Published earlier this year, Chromovert is a platform cell engineering technology that permits the addition of one or more genes into cells. Example-reported results reveal stable cell lines for notoriously challenging proteins, including those reported to be cytotoxic in mammalian cell cultures such as: epithelial sodium channel (αβγ-ENaC), sodium voltage-gated ion channel 1.7 (NaV1.7-αβ1β2), four unique γ-aminobutyric acid A (GABAA) receptor ion channel subunit combinations α1β3γ2s, α2β3γ2s, α3β3γ2s and α5β3γ2s, cystic fibrosis conductance regulator (CFTR), CFTR-Δ508, and two G protein-coupled receptors (GPCRs).

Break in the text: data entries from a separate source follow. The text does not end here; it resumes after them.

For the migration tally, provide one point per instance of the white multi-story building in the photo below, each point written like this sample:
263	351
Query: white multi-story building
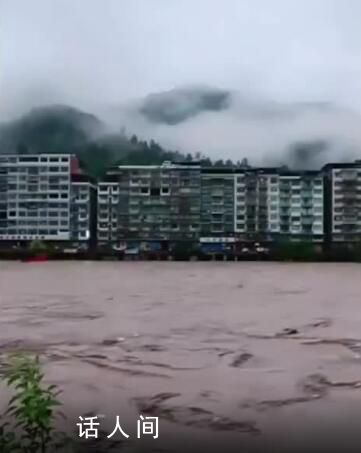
36	198
343	202
272	203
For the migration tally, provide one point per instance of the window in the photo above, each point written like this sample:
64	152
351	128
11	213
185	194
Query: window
154	192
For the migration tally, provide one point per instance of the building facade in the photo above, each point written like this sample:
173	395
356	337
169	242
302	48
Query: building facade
158	202
36	196
217	202
275	204
343	202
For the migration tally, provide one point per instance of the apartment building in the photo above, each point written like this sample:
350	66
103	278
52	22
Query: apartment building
153	202
83	223
343	202
217	202
36	193
273	204
254	217
301	206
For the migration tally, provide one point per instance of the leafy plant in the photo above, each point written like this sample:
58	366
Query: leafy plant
27	425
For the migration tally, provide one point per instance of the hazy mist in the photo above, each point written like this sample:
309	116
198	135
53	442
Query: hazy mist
293	68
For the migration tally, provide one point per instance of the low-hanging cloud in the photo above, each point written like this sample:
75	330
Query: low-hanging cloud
265	132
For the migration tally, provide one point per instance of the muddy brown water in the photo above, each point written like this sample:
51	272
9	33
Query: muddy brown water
263	353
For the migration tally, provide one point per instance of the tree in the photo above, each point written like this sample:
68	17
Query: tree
244	162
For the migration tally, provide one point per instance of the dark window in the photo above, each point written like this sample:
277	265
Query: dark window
155	192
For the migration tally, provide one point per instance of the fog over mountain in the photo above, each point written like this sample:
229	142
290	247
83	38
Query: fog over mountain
271	80
225	124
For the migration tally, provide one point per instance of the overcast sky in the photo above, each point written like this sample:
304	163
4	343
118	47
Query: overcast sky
107	51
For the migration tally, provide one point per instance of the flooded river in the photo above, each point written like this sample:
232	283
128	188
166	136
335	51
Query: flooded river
257	354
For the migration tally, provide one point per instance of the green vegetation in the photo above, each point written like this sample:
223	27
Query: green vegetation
27	425
61	129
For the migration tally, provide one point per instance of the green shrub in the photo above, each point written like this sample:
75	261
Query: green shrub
27	425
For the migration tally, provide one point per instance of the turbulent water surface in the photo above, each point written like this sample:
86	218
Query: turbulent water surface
263	352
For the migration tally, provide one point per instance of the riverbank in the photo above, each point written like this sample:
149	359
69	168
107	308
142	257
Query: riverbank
276	255
245	356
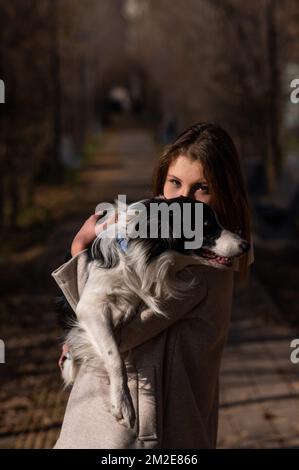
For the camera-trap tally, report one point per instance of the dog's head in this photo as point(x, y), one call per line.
point(155, 225)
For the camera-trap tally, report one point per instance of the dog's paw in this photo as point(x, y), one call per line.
point(122, 408)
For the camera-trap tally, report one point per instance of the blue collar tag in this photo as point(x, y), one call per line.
point(123, 243)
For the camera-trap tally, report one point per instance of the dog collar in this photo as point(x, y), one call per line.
point(123, 243)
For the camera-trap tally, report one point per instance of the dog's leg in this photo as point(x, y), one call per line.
point(69, 371)
point(97, 324)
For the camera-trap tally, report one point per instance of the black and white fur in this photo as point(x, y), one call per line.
point(121, 283)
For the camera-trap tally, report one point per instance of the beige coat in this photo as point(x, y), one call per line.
point(172, 365)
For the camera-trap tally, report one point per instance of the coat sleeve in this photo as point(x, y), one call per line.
point(72, 276)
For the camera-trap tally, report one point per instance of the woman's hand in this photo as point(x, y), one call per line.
point(63, 357)
point(89, 231)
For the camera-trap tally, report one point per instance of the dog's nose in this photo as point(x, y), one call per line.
point(244, 245)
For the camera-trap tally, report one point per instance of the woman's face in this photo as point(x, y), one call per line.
point(185, 178)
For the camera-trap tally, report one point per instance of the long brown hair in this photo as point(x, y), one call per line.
point(213, 147)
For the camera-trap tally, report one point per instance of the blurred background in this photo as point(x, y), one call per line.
point(93, 91)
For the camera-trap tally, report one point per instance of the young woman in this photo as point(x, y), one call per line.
point(172, 364)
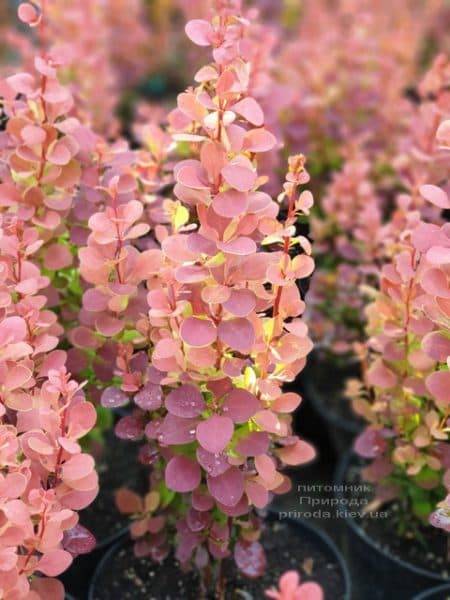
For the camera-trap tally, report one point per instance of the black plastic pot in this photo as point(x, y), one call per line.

Like real-time qRT-PCR, the Chromovert method of monitoring gene expression is based on the two broadly applicable principles of nucleic acid hybridization and fluorescence resonance energy transfer (FRET). Unlike PCR methods, however, Chromovert operates in the context of living cells. The technology uses molecular beacons or fluorogenic oligonucleotide signaling probes directed to target genes. Probes are designed to form stem-loop structures, with a fluorophore and quencher paired to absorb emission covalently attached at either terminus, and an intervening target-specific loop sequence. Upon hybridization, probes undergo a fluorogenic conformational change that displaces the fluorophore from the vicinity of the quencher. Positive cells may then be detected and isolated using flow cytometry (see technology flowchart). Optimized research materials to operate Chromovert are available at Secondcell Bio (https://www.secondcellbio.com/).
The total number of human genes has been estimated at 20,000 or more, which can be represented by an equal number of Lego pieces. Which of these Lego building blocks come together? What are all the combinatorial assemblages of subunit combinations of heteromultimeric targets that exist in the body? A public-private partnership using large panels of Chromovert-enabled cell lines could provide the answers.

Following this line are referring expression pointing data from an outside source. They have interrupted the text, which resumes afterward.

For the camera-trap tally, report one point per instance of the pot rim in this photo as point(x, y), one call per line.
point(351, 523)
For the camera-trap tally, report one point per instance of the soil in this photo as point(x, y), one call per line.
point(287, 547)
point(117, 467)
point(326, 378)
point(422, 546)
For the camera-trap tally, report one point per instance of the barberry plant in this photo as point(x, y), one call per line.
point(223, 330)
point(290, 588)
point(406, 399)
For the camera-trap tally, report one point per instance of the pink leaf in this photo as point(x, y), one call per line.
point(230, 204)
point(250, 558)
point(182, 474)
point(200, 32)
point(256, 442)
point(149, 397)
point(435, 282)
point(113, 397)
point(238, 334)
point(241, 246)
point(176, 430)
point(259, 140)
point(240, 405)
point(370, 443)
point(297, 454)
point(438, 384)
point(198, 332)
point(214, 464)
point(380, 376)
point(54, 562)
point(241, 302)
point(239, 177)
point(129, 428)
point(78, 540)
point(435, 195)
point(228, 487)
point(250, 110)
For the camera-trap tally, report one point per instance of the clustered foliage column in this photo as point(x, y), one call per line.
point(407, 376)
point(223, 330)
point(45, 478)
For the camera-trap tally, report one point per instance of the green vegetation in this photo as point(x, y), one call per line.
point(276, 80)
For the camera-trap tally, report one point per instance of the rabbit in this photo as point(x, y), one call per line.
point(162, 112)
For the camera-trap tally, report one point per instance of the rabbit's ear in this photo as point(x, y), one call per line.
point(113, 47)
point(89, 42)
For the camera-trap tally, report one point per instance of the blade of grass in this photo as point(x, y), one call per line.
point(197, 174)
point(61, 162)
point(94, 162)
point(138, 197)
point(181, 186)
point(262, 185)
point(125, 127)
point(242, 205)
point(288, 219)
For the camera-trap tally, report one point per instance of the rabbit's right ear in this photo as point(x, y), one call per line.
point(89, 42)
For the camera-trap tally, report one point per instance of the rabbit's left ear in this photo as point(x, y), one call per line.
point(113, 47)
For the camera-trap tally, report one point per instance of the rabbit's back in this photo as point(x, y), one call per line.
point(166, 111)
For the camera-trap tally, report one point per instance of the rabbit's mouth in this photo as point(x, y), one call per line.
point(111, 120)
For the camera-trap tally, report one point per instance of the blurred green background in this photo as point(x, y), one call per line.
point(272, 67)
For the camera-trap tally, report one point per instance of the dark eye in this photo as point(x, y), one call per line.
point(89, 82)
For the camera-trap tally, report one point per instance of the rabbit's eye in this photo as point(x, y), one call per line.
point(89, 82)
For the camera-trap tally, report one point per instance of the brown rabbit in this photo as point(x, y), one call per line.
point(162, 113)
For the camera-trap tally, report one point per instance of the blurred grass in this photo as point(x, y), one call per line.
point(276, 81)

Research by experts in all fields and two decades of the omics sciences can be used to inform the prioritization of large numbers of proteins for reduction to stable cell lines and cell-based assays. High-throughput screening can be used to discover selective reference compounds. In addition, testing of known drugs and failed drug candidates across the panel can correlate specific subunit combinations with desired clinical efficacy and unwanted side effects, serving to guide the development of safer and more effective drugs.
Finally, the cell lines generated using the open source model can be made available to all research groups for drug discovery. Currently, the industry average failure rate for drug discovery programs in pharmaceutical companies is reported to be approximately 98 percent. Although this includes failures at all stages of the process, the high rate points to a dire need for many improvements in the efficiency and effectiveness of the process. One factor contributing to the high failure rate is the lack of cells that accurately mimic the biology of human disease in the laboratory dish.

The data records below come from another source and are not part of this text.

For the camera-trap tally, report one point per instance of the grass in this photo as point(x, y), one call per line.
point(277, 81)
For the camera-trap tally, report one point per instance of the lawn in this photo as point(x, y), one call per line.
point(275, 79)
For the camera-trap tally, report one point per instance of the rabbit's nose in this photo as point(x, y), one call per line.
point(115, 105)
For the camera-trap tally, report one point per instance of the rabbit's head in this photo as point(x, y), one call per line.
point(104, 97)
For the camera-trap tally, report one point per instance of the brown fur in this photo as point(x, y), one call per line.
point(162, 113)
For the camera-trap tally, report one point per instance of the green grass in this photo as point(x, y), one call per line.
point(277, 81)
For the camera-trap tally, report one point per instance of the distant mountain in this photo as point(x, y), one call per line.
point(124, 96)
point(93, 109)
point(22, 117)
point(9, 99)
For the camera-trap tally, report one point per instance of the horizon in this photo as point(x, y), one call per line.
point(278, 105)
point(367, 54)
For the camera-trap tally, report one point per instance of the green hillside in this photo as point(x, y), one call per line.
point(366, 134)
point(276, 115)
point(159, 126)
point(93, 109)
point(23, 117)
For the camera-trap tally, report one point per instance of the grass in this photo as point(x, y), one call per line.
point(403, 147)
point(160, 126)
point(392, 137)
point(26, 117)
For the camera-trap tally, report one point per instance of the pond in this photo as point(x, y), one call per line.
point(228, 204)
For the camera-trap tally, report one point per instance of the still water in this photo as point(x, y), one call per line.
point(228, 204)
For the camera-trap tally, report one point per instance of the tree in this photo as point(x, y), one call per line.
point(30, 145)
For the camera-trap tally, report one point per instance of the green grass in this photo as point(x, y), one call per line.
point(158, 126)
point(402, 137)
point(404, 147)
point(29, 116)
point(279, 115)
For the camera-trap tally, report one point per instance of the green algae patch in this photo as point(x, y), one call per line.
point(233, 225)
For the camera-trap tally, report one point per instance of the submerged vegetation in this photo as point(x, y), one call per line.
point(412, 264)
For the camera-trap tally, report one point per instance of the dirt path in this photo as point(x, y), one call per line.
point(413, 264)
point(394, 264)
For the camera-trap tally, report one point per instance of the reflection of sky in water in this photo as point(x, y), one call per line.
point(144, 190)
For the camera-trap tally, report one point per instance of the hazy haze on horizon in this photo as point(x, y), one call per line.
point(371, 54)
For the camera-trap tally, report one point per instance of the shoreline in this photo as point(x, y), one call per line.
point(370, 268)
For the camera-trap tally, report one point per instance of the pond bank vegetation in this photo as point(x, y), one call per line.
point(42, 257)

As the late Nobel laureate Dr. Gunter Blobel, professor at The Rockefeller University laboratory where Chromovert was invented, said, “You can really test in a much more comprehensive way than you could previously, and, therefore, the technology will probably be important to eliminate side effects or to predict side effects and we can get better, more highly targeted drugs.” For full disclosure, I invented Chromovert Technology while I was a graduate student in Dr. Blobel’s lab.
More information: Shekdar, K., Langer, J., Venkatachalan, S. et al. Cell engineering method using fluorogenic oligonucleotide signaling probes and flow cytometry. Biotechnol Lett 43, 949–958 (2021). doi.org/10.1007/s10529-021-03101-5
Kambiz Shekdar obtained his Ph.D. at The Rockefeller University, where he invented the novel cell engineering method Chromovert Technology and established several research organizations based on it, including Chromocell Corporation, Research Foundation to Cure AIDS (RFTCA) and Secondcell Bio.